El resto del cuento es conocido. La crisis subprime (2007) vio caer como castillos de naipes una serie de instrumentos financieros que habían recibido un rating AAA (el más seguro). También dejó en evidencia que los conflictos de interés al interior de las agencias clasificadoras habían sido uno de los factores más importantes detrás de la crisis. En resumen, quedó claro que las agencias clasificadoras de riesgo—que habían partido como servidoras de los inversionistas—habían dejado de serlo hacia mucho tiempo. Y que su función de "vendedores de permisos" para emitir bonos las había llevado a relajar los estándares para aumentar sus ingresos. Es decir, el tiempo le dio la razón al jesuita conflictivo: sucedió exactamente lo que McGuire había anticipado. Solo hubo que esperar doce años.

Una última reflexión. El escándalo Enron, y la participación que le cupo en este a Arthur Andersen, hizo desaparecer a esta firma, la que se vio obligada a entregar su licencia para practicar auditorias contables a la SEC en 2002. Las irregularidades que las clasificadoras de riesgo cometieron están ampliamente documentadas en las investigaciones que hizo, por ejemplo, el congreso norteamericano. Y si bien es cierto que ambas firmas (Moody"s y S&P) debieron pagar altas multas, no deja de sorprender que a pesar de la responsabilidad que les cupo en la gestación de la crisis subprime todavía existan. Más aún, aunque los inversionistas ya no prestan mayor atención a los ratings, el hecho que estos sigan enquistados en el marco regulatorio de casi todos los países (Chile incluido), les garantiza a las clasificadoras un negocio rentable y estable.
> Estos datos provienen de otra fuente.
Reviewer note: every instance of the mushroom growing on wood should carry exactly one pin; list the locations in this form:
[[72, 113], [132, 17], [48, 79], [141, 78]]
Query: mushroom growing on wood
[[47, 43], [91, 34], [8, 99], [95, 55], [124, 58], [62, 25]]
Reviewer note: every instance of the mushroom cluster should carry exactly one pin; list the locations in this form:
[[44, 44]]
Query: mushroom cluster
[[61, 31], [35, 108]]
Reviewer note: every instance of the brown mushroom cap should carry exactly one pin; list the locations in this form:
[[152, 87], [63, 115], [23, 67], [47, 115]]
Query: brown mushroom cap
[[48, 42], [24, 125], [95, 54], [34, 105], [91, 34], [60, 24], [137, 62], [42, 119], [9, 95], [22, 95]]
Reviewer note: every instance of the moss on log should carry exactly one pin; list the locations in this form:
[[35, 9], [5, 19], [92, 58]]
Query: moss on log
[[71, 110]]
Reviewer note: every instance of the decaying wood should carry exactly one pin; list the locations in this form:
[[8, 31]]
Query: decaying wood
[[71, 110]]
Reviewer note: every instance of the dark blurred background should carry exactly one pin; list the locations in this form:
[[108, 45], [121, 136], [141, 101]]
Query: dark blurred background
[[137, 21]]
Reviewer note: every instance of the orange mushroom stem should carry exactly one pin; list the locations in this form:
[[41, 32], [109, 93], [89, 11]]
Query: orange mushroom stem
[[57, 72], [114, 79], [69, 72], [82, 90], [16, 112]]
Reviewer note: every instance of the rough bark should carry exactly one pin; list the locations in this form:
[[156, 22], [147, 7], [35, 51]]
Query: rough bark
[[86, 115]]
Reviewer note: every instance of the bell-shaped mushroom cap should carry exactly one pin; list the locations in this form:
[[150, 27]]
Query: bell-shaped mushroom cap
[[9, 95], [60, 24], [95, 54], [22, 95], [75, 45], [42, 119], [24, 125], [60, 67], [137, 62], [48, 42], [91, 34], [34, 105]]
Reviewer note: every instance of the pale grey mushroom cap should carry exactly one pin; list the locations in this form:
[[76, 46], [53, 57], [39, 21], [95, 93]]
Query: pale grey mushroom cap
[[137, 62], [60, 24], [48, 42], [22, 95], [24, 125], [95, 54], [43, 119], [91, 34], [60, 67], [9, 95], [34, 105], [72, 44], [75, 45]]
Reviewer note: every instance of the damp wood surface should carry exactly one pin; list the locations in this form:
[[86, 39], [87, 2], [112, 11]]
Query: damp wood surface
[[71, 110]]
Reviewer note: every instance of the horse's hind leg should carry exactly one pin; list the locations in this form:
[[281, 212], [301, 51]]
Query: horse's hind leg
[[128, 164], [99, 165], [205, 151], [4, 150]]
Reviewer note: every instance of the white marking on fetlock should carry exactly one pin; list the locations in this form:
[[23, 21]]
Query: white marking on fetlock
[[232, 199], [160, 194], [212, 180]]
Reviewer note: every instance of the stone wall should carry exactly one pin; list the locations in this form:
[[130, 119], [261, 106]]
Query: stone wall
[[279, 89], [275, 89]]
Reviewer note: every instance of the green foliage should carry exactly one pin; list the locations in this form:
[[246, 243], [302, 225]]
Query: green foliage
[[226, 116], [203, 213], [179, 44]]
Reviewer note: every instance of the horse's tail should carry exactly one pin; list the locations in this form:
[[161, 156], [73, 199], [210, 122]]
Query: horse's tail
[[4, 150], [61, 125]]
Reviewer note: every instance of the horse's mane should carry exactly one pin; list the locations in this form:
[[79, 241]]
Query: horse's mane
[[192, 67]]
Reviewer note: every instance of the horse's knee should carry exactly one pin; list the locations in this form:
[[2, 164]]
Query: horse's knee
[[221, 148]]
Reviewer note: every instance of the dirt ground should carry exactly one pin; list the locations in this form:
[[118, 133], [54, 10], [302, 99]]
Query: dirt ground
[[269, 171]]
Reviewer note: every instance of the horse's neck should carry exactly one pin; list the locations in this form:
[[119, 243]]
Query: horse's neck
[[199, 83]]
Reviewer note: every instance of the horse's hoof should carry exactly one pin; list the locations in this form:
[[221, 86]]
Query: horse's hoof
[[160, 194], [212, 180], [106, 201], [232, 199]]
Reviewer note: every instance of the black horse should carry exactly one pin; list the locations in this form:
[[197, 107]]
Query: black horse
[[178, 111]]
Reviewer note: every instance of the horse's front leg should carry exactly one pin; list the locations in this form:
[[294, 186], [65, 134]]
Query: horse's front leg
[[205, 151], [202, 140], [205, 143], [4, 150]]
Las acciones de Moody"s, que bajaron a alrededor de US$ 20 después de la crisis (Diciembre 2008), hoy se transan en US$ 112, es decir, han tenido un retorno anual promedio cercano al 22% estos últimos ocho años. En este mismo periodo, Berkshire Hathaway (el exitoso vehículo de inversiones de Warren Buffett) solo ha logrado un modesto 11% anual.